Stephen Spargo

Personal information
- Full name: Stephen Spargo
- Date of birth: 29 December 1903
- Place of birth: Burnley, England
- Date of death: 1972 (aged 68)
- Place of death: Burnley, England
- Position(s): Half back

Senior career*
- Years: Team / Apps / (Gls)
- 1925–1929: Burnley / 3 / (0)
- 1929–1930: Nelson / 21 / (0)
- 1930–1932: Doncaster Rovers / 48 / (0)
- 1932–1933: York City / 35 / (0)
- 1933–1934: Rochdale / 4 / (0)
- 1934–1935: Burton Town / ? / (?)

= Stephen Spargo =

English footballer

Stephen Spargo (29 December 1903 – 1972) was an English professional association footballer who played as a half back. He usually played at centre-half, but was often deployed at wing-half throughout his career. Born in the town of Burnley, he initially played as an amateur in local league football before a move to hometown club Burnley in 1925. He spent four seasons in the Football League First Division with the club before moving to nearby Third Division North outfit Nelson in the summer of 1929. A transfer to Doncaster Rovers followed a year later. In 1932 he joined York City and later returned to Lancashire for a spell at Rochdale, before ending his career in non-league football with Burton Town.

==Biography==
Stephen Spargo was born in Burnley, Lancashire on 29 December 1903. He remained in the area throughout his life, and died in the April quarter of 1972 at the age of 68.

==Football career==

===Burnley===
Spargo started his career as an amateur with the Mount Olivet club in the Burnley Sunday League. In November 1924, he was signed by Football League First Division side Burnley on amateur terms, but he became a professional player the following month. At Burnley, Spargo played mostly in the reserve team, unable to take the place of England international Jack Hill in the starting eleven. Spargo made his senior debut on 13 February 1926, deputising for Hill in the 2–3 defeat away at Liverpool. He made another appearance exactly one month later, but was again on the losing side as the team were beaten 3–6 by Blackburn Rovers. Spargo played his next Burnley match over a year later in the 0–2 home loss against Birmingham City.

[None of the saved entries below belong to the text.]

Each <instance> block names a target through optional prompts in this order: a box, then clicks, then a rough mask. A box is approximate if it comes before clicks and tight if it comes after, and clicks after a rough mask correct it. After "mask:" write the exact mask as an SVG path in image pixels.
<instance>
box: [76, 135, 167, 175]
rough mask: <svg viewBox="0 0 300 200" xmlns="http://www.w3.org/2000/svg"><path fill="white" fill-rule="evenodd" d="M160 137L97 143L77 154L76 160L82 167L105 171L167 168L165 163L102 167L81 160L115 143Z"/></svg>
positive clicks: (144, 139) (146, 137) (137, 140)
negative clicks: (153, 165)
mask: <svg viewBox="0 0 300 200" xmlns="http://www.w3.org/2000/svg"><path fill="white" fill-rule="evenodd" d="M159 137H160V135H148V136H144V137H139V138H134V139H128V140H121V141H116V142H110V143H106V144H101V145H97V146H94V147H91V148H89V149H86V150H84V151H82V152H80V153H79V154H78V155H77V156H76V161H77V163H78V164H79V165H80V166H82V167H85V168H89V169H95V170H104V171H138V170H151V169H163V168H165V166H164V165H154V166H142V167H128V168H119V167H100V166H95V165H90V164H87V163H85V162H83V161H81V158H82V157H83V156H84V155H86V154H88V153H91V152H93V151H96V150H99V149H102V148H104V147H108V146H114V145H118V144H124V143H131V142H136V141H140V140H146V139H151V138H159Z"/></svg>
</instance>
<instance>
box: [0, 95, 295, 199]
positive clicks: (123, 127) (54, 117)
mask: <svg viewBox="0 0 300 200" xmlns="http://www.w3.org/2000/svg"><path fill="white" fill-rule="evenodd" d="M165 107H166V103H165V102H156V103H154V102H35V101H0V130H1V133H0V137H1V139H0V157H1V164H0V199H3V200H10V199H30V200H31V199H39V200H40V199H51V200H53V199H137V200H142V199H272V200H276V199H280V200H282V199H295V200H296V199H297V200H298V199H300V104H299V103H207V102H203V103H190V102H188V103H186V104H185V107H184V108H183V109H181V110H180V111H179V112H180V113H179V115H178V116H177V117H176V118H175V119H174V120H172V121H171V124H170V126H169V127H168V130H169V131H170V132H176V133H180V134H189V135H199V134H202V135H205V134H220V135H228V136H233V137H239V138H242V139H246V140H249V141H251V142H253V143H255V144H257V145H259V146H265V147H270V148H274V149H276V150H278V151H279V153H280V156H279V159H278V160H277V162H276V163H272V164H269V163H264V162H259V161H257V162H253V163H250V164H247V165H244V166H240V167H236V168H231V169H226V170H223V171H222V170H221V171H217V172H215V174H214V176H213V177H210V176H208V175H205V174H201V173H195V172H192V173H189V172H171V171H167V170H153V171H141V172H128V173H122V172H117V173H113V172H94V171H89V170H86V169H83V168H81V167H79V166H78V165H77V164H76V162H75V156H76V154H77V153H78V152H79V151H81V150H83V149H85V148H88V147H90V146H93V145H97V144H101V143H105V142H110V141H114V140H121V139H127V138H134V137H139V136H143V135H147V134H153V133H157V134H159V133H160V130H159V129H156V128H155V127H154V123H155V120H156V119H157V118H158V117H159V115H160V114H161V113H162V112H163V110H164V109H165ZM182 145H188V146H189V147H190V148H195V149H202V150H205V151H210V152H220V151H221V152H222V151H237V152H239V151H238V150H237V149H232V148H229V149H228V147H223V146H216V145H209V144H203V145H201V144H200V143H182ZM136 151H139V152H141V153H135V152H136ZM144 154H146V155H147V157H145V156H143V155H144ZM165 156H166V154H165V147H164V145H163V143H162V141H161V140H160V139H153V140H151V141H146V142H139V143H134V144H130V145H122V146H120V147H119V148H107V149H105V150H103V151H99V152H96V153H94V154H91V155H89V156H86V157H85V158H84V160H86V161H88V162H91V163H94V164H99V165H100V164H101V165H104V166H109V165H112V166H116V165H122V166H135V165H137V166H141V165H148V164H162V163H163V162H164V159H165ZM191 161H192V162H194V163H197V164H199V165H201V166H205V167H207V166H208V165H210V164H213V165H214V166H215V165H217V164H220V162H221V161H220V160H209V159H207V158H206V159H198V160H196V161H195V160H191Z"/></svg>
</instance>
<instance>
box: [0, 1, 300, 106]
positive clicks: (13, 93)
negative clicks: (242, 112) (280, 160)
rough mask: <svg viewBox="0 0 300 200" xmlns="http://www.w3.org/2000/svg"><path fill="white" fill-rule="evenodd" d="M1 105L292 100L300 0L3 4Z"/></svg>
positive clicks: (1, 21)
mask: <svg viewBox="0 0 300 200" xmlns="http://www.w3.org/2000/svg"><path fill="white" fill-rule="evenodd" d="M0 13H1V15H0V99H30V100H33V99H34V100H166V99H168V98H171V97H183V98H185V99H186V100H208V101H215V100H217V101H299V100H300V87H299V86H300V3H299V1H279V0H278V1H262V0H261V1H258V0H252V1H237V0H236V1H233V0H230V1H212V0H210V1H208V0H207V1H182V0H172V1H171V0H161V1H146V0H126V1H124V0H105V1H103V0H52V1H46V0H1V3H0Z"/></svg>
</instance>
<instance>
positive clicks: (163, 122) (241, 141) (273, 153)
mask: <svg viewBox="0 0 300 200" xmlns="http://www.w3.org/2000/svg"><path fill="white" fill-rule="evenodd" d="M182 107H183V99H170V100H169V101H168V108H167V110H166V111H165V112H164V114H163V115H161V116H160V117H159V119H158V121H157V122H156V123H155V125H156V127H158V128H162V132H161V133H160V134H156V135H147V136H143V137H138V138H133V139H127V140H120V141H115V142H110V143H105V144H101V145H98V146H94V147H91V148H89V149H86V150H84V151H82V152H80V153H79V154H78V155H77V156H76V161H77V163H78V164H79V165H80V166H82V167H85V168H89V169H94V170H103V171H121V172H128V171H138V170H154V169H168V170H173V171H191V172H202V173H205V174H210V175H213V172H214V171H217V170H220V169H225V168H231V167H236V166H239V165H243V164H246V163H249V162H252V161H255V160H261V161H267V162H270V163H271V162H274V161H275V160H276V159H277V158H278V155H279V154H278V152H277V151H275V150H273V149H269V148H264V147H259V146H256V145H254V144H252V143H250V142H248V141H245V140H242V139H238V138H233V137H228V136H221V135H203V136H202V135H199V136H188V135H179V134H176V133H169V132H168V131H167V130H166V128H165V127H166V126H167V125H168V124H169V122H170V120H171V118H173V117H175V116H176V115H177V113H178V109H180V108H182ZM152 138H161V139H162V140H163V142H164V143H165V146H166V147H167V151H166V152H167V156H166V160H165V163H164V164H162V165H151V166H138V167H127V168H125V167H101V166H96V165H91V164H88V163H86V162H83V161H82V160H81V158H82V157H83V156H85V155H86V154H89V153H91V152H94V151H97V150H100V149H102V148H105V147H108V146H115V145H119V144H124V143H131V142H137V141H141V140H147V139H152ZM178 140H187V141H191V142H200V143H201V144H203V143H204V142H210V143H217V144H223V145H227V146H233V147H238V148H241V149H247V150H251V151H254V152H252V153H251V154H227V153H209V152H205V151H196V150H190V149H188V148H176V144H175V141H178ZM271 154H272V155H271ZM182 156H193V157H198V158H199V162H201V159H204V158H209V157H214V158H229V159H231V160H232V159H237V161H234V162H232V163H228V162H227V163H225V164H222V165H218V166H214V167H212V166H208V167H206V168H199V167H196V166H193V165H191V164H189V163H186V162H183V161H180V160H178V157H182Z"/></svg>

He continued to feature regularly for the reserves, and was described by the Lancashire Daily Post Annual 1926–27 as one of the most promising centre-half backs in the Central League. Despite this, he never made another appearance for the Burnley first team and transferred to local Football League Third Division North club Nelson in July 1929.

===Nelson===
Spargo again initially found it difficult to break into the team, and was unable to take the place of former England international centre-half George Wilson. His Nelson debut came on 11 September 1929 when he played at right-wing half in the 0–1 defeat to Southport at Seedhill. The team's following match, a 3–1 home win against York City, was the first competitive victory that Spargo had played in during his career. After making two further appearances, he spent almost a month out of the side before being recalled to play at left-wing half in place of David Suttie in the 2–1 win away at Hartlepools United on 19 October 1929. A further seven league matches out of the team followed throughout November and December, before he returned to the starting line-up for the home victory over Rochdale on 14 January 1930. Towards the end of the campaign, Spargo made nine consecutive league appearances during March and April. His final game for Nelson was the 0–2 loss away to Wigan Borough on 21 April 1930.

===Later career===
Spargo was released by Nelson in the summer of 1930 and subsequently signed for Doncaster Rovers. He spent two seasons with the club, making a total of 48 league appearances before joining York City early in the 1932–33 campaign. He made his debut in 2–0 defeat at Stockport County on 5 September 1932 and he played 36 matches in all competitions for York but left at the end of the season, moving to Rochdale. He was restricted to only four league games with Rochdale and in September 1934 he moved into non-league football with Burton Town, his last senior club. He spent the 1934–35 season with Burton and on 24 November 1934 he played for them in a 5–1 victory over former club York City in the first round of the FA Cup.